In totaal komt het netto-effect van dit OGB op de uitgaven in de begroting 2022 neer op een verhoging van de vastleggingskredieten met 12 247,1 miljoen EUR. Er worden geen extra betalingskredieten gevraagd.
2. Verzoeken per MFK-rubriek en per programma
De goedkeuring van de mededeling over de aanpassing van het MFK en dit OGB zijn noodzakelijke voorwaarden voor de uitvoering in 2022 van alle programma’s die in 2021 niet zijn vastgesteld in het kader van de eerste tranche van begrotingsvastleggingen en de betaling van voorfinanciering in het kader van deze programma’s. Alle 27 lidstaten zijn bij deze herprogrammering betrokken. Een snelle vaststelling van dit OGB zou verdere vertragingen bij de uitvoering van de programma’s voorkomen.

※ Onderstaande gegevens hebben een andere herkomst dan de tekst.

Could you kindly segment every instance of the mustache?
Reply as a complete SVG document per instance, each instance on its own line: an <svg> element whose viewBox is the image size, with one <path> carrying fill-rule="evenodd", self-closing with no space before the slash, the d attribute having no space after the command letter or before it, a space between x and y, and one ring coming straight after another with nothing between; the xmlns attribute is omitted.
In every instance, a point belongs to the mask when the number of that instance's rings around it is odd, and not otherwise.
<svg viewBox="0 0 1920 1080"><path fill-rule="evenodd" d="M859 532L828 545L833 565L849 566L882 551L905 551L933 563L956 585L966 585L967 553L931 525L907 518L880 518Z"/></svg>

Overeenkomstig de bepalingen van artikel 7 van de MFK-verordening worden de bedragen die in 2021 niet zijn vastgelegd en evenmin naar 2022 zijn overgedragen 6 , in gelijke delen overgedragen naar elk van de jaren 2022 tot en met 2025. Dit OGB weerspiegelt derhalve de overdracht van 25 % van de toewijzingen die in 2021 niet zijn gebruikt (d.w.z. vastleggingskredieten die niet zijn gebruikt of overgedragen), wat overeenkomt met een totaal van 12 247,1 miljoen EUR naar het begrotingsjaar 2022. De specifieke bedragen die naar 2022 moeten worden overgedragen, worden in de onderstaande tabellen per begrotingsonderdeel gespecificeerd.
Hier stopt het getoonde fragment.